MAHKEMESİ : Ankara Bölge Adliye Mahkemesi 14. Hukuk Dairesi
SAYISI : 2025/966 Esas, 2025/780 Karar
İLK DERECE MAHKEMESİ : Beypazarı 3. Asliye Hukuk Mahkemesi
SAYISI : 2024/154 Esas, 2024/108 Karar
Taraflar arasındaki 4650 sayılı Kanunla değişik 2942 sayılı Kamulaştırma Kanunu'nun 10 uncu maddesine dayanan kamulaştırma bedelinin tespiti ve kamulaştırılan taşınmazın davasında davacı idare adına tescili yapılan yargılama sonunda İlk Derece Mahkemesince davanın kabulüne karar verilmiştir.

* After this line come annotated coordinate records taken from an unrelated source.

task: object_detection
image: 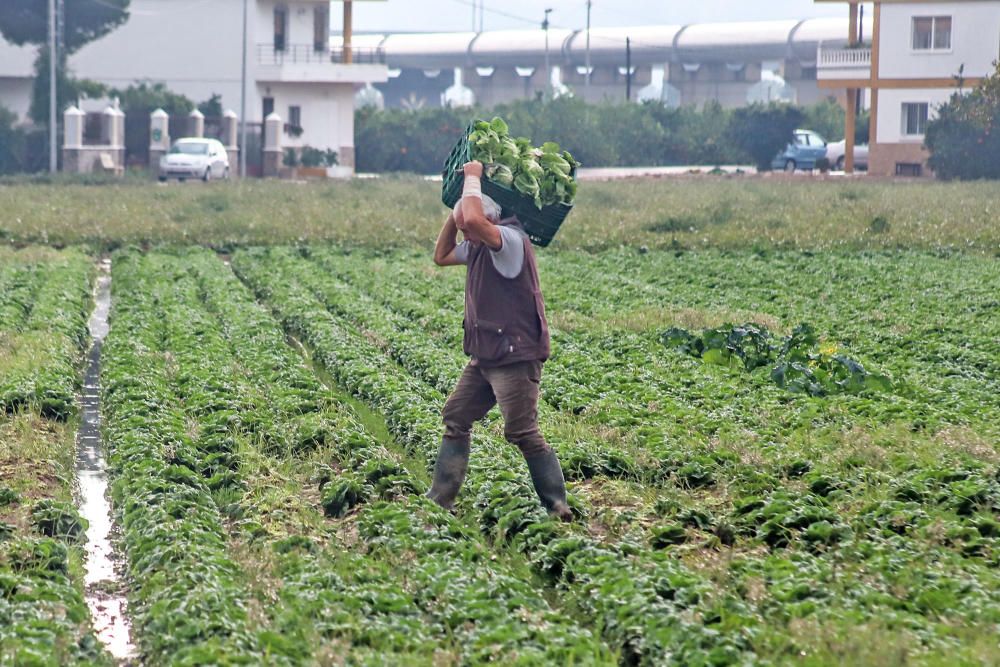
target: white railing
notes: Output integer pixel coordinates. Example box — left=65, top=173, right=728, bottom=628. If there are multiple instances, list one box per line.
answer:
left=816, top=47, right=872, bottom=69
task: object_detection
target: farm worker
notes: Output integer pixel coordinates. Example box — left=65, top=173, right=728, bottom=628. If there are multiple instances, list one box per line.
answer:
left=427, top=162, right=573, bottom=521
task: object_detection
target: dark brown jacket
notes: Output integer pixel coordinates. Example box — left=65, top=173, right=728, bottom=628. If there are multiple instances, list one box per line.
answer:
left=463, top=226, right=549, bottom=367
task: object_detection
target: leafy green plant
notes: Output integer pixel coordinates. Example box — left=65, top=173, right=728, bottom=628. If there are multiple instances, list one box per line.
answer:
left=468, top=118, right=578, bottom=209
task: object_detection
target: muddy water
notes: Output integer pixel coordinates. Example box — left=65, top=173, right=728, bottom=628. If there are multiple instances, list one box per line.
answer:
left=76, top=260, right=136, bottom=661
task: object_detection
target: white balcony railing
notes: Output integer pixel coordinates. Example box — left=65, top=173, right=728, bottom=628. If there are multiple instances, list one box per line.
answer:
left=257, top=44, right=385, bottom=65
left=816, top=47, right=872, bottom=69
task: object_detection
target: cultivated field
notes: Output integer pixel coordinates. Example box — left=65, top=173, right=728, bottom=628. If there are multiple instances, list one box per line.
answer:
left=0, top=179, right=1000, bottom=665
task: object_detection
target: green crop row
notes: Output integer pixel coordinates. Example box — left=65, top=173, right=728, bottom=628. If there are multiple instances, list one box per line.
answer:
left=0, top=249, right=110, bottom=665
left=109, top=251, right=608, bottom=664
left=233, top=251, right=772, bottom=664
left=240, top=249, right=1000, bottom=655
left=0, top=251, right=94, bottom=419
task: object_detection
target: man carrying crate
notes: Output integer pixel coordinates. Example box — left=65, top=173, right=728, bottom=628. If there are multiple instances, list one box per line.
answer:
left=427, top=162, right=573, bottom=521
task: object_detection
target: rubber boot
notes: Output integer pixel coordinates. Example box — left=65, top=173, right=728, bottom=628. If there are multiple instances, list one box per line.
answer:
left=427, top=438, right=469, bottom=511
left=524, top=449, right=573, bottom=521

Kararın davacı idare vekili tarafından istinaf edilmesi üzerine, Bölge Adliye Mahkemesince dava değerinin karar tarihi itibarıyla kesinlik sınırının altında olduğu gerekçesi ile istinaf başvuru dilekçesinin reddine karar verilmiştir.
Bölge Adliye Mahkemesi kararı davacı idare vekilince süresi içerisinde temyiz edilmiştir.

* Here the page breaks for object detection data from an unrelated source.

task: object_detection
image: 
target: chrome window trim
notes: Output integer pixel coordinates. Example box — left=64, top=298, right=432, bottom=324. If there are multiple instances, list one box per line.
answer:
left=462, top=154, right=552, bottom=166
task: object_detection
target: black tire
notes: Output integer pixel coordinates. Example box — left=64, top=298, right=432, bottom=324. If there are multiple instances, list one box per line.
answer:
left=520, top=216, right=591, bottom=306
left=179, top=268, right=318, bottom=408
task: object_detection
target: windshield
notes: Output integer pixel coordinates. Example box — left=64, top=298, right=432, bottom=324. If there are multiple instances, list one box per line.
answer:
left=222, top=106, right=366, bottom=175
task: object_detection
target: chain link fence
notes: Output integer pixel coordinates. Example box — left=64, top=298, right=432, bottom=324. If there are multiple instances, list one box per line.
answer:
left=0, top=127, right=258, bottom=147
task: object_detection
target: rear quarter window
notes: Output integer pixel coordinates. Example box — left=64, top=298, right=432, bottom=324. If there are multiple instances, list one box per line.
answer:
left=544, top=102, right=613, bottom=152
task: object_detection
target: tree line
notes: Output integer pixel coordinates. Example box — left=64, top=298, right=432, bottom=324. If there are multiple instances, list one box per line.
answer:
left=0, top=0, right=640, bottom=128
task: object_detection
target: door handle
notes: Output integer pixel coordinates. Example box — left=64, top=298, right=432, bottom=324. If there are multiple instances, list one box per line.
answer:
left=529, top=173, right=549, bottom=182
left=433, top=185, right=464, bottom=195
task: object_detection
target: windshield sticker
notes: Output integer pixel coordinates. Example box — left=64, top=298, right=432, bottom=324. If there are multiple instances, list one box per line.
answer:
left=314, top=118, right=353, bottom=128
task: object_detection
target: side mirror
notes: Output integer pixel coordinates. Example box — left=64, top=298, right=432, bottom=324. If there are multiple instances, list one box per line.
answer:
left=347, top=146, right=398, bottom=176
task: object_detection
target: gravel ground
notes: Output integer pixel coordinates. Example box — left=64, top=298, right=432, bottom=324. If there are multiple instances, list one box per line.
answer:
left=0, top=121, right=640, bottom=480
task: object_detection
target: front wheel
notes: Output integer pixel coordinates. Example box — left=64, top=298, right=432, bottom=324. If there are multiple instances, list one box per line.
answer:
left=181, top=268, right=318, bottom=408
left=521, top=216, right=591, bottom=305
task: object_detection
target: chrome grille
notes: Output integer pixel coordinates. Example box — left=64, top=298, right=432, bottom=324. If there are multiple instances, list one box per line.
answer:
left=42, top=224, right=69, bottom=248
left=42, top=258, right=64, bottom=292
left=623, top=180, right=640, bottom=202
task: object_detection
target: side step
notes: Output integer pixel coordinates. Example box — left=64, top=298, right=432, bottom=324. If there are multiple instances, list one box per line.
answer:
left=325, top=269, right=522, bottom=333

Bölge Adliye Mahkemesince 14.03.2025 tarihli ek kararla davacı idare vekilinin temyiz isteminin miktardan reddine karar verilmiştir.

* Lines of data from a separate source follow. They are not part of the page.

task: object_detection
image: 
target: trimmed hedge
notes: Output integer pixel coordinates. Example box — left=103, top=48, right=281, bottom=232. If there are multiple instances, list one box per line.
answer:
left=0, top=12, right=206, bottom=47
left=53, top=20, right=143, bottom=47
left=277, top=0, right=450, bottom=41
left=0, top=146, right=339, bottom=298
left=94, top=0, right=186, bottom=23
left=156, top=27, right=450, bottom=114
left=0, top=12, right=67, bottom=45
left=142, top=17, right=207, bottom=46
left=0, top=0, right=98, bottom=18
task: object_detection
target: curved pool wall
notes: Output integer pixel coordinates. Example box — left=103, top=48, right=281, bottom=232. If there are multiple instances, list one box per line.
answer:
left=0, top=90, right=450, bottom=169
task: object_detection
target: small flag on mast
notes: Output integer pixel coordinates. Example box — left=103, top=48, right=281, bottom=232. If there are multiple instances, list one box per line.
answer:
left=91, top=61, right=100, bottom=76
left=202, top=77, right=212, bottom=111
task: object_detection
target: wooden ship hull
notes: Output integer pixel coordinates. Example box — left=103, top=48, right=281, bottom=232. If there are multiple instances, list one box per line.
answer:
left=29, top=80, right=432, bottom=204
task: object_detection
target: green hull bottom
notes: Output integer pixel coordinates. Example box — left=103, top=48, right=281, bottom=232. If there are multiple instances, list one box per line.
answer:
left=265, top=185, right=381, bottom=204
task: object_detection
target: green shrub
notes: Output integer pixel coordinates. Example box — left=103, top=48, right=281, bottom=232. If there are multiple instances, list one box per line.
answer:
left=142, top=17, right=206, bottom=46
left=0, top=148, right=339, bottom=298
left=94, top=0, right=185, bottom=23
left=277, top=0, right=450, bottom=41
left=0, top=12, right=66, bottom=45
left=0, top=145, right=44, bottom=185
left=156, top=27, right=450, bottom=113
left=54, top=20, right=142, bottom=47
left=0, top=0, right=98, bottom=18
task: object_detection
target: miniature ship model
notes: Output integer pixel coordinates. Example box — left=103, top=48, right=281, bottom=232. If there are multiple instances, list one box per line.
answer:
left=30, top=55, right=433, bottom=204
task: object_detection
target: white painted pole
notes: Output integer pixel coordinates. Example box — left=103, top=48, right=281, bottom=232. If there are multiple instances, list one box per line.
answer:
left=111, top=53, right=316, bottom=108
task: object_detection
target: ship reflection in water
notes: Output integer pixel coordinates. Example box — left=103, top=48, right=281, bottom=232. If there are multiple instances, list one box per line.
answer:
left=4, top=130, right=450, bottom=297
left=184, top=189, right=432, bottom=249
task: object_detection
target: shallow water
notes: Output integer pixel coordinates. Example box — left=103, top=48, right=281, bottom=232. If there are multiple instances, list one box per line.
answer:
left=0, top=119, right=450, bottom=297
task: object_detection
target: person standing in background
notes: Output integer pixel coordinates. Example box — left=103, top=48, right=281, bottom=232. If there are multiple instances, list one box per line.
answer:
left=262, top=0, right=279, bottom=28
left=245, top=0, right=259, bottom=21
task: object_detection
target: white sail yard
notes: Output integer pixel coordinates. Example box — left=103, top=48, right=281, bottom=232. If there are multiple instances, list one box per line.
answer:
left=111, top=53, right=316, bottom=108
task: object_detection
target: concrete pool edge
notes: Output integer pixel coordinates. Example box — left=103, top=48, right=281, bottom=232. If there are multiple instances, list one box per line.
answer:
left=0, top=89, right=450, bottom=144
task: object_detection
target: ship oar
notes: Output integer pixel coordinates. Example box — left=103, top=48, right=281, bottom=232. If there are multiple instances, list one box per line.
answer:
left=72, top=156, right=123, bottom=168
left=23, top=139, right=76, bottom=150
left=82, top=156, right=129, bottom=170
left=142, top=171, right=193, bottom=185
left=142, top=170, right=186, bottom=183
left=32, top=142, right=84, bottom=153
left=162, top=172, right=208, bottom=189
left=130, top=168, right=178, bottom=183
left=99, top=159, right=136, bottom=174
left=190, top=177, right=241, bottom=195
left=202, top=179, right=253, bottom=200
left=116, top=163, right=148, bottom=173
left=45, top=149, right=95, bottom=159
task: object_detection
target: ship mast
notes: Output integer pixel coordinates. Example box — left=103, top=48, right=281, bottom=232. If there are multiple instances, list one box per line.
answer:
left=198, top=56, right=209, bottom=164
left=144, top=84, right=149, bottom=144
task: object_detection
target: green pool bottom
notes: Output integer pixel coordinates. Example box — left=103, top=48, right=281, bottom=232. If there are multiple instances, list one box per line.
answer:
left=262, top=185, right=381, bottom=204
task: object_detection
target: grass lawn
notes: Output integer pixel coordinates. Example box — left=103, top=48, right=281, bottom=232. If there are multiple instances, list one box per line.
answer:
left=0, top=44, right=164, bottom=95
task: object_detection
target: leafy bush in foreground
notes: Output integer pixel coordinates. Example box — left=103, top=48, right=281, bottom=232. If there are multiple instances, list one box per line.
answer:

Ek karar davacı idare vekili tarafından temyiz edilmekle; süre, temyiz şartı ve diğer usul eksiklikleri yönünden yapılan ön inceleme sonucunda temyiz dilekçesinin kabulüne karar verildikten ve Tetkik Hakimi tarafından hazırlanan rapor dinlendikten sonra, dosyadaki belgeler incelenip gereği düşünüldü:
Dosya içeriğine göre Bölge Adliye Mahkemesince dava miktarı dikkate alınarak temyiz dilekçesinin miktardan reddine karar verilmiş ise de 15.04.2022 tarihli ve 31810 sayılı Resmî Gazete'de yayımlanan Anayasa Mahkemesinin 14.03.2022 tarihli ve 2021/34 Esas, 2022/21 Karar sayılı karan ile 6100 sayılı Hukuk Muhakemeleri Kanunu’nun (6100 sayılı Kanun) 341 inci maddesinin ikinci fıkrasının birinci cümlesinin “kamulaştırma bedelinin tespitine ilişkin davalar ” yönünden Anayasa’ya aykırı olduğuna ve iptaline karar verildiği gözetildiğinde; temyiz yoluna başvurulabilen kararları düzenleyen 6100 sayılı Kanun'un 362 nci maddesinin birinci fıkrasının (a) bendi için de aynı hususun uygulanması gerektiğinden temyiz incelemesine konu edilen kararın miktar itibarıyla kesinlik sınırına bakılmaksızın temyizinin olanaklı bulunduğu kabul edilmelidir.
Bu durumda temyiz dilekçesinin miktardan reddine ilişkin ek kararın hatalı olduğu anlaşılmakla, Bölge Adliye Mahkemesinin 14.03.2022 tarihli ek kararının kaldırılması gerekir.
Bölge Adliye Mahkemesinin yukarıda tarih ve sayısı belirtilen kararı davacı idare vekilince temyiz edilmekle; ek kararın kaldırılmasına karar verildikten sonra, süre, temyiz şartı ve diğer usul eksiklikleri yönünden yapılan ön inceleme sonucunda,
Yukarıda yapılan açıklamalar doğrultusunda davacı idare vekilinin istinaf başvurusu hakkında inceleme yapılmadığı anlaşıldığından davacı idare vekilinin istinaf başvurusunun esasına girilip bir karar verilmesi gerektiğinden kararın bozulması gerekmiştir.
KARAR
Açıklanan sebeplerle;
1.Davacı idare vekilinin temyiz isteminin kabulü ile Bölge Adliye Mahkemesinin 14.03.2025 tarihli ek kararın ORTADAN KALDIRILMASINA,
2. İlk Derece Mahkemesi kararına karşı istinaf başvuru dilekçesinin reddine ilişkin Bölge Adliye Mahkemesi kararının sair hususlar incelenmeksizin BOZULMASINA,
Davacı idareden peşin alınan temyiz harcının istenildiğinde iadesine,
Dosyanın 6100 sayılı Kanun'un 373 üncü maddesinin ikinci fıkrası gereğince kararı veren Bölge Adliye Mahkemesine gönderilmesine,07.04.2025 tarihinde oy birliğiyle karar verildi.